Yampolsky was a graphic arts editor for primary school textbooks, which used many reproductions of paintings, graphics, sculpture and photography. These included texts dedicated to mathematics, literature, the natural and the social sciences. These numbered about 550 million books. In the 1960s and 1970s, she worked with Leopoldo Méndez on a book called "The Ephemera and the Eternal of Mexican Popular Art." She worked as an illustrator for the newspaper "El Día" in Mexico City and a publication of the Mexican Ministry of Communications called "Annals." She collaborated on illustration for a children's book called "Colibrí" as well as natural science textbooks in the 1970s and 1980s. In 1980, she created the book "Niños" (Children), which is a heavily illustrated art book with images of children in various stages from pre-Hispanic to modern times, published by the Mexican Ministry of Public Education. Through the rest of the decade she edited various art books related to Mexican artists, food, toys, customs and ceremonies.

1948

Yampolsky began her work in photography in 1948, initially to record her personal travels and the activities of the Taller in the 1940s and 1950s. She studied photography at the San Carlos Academy with Lola Alvarez Bravo and Manuel Alvarez Bravo. Influence from these photographers can be seen in works such as "The Blessing of the Corn" (1960s) and "Apron" (1988). In 1951 she was a founder-member of the Salón de la Plástica Mexicana at the National School for Painting, Sculpture and Graphics. Her first exhibition of photography occurred in 1960. For three years in the late 1960s, she traveled Mexico's rural areas to photograph for the Fondo de la Plástica Mexicana publishing house. These pictures include images of murals, the work of José Guadalupe Posada, European painting in Mexico and folk art. From the 1970s to the 1990s, her photographs were shown in solo exhibitions in the Netherlands, England and Mexico. Over her lifetime, Yampolsky took over 66,000 photographs.

1945

She became a member of the Taller de Gráfica Popular (People's Graphics Workshop) in 1945 as the only woman at the time. This was an organization dedicated to creating and promoting art with a political slant, especially anti-fascism, for the masses, founded in 1937 by Leopoldo Méndez, Pablo O'Higgins and Luis Arenal. She was a printmaker with this group until 1960, and the first member of its Executive Committee.

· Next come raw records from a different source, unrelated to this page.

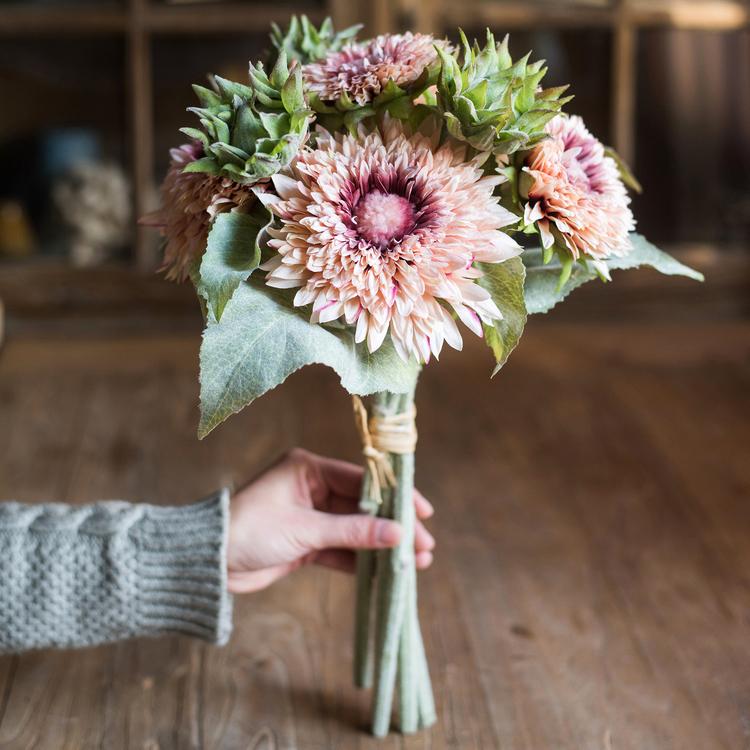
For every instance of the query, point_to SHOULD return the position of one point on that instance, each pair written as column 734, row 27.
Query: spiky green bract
column 304, row 43
column 250, row 132
column 491, row 102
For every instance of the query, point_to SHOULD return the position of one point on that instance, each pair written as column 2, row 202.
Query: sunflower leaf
column 504, row 282
column 262, row 339
column 232, row 254
column 542, row 290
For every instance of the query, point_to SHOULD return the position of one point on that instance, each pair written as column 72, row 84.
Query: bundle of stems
column 389, row 653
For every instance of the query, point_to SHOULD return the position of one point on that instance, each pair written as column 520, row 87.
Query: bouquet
column 361, row 204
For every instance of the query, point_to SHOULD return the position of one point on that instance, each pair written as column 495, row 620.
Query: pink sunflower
column 190, row 201
column 577, row 193
column 382, row 231
column 362, row 70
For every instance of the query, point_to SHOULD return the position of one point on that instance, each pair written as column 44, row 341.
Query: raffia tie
column 381, row 435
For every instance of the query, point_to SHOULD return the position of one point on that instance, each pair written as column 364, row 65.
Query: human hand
column 304, row 509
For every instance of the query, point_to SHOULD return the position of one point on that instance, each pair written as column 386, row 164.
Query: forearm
column 79, row 576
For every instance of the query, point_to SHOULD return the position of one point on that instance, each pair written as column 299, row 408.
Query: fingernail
column 387, row 533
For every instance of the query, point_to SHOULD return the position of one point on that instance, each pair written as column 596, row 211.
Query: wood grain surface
column 591, row 589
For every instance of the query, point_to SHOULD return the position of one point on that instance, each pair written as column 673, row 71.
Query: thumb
column 355, row 531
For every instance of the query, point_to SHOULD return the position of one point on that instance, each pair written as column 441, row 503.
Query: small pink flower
column 362, row 70
column 189, row 202
column 382, row 231
column 577, row 193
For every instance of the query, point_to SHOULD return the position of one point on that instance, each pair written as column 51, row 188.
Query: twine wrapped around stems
column 386, row 579
column 380, row 435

Through the Taller she exhibited her printmaking work from between 1945 and 1958. Her work with this group includes images of Emiliano Zapata and Zapatista soldiers. Her work with the Taller, as well as her relationships with the other members helped her "fall in love" with Mexico, its people, its folk art its vegetation, politics and culture. She learned to dance many of the folk dances of the country. During this time, in order to be able to support herself, Yampolsky also worked as an English literature teacher at the Garside School.

1925

Mariana Yampolsky (September 6, 1925 – May 3, 2002) was a Mexican-American photographer. A significant figure in 20th-century Mexican photography, she specialized in capturing photos of common people in everyday situations in the rural areas of the country. She was born in the United States, but came to Mexico to study art and never left, becoming a Mexican citizen in 1958. Her career in photography began as a sideline to document travels and work in the arts and politics, but she began showing her photography in the 1960s. From then until her death in 2002, her work was exhibited internationally receiving awards and other recognition both during her lifetime and posthumously.

Mariana Yampolsky was born September 6, 1925 in Chicago, Illinois. Her mother was Hedwig Urbach. Her father, Oscar Yampolsky, was a Russian Jewish sculptor and painter who had immigrated to the United States to escape anti-Semitism. She was raised on her paternal grandfather's farm in Illinois until she finished high school. Her mother was from an upper-class German Jewish family whose family would later immigrate to Brazil to escape the Nazis. Her mother's uncle was Franz Boas, who established the field of anthropology in the United States. Her family was intellectual, cultured, socialist with a worldview that was later defined as "global humanism."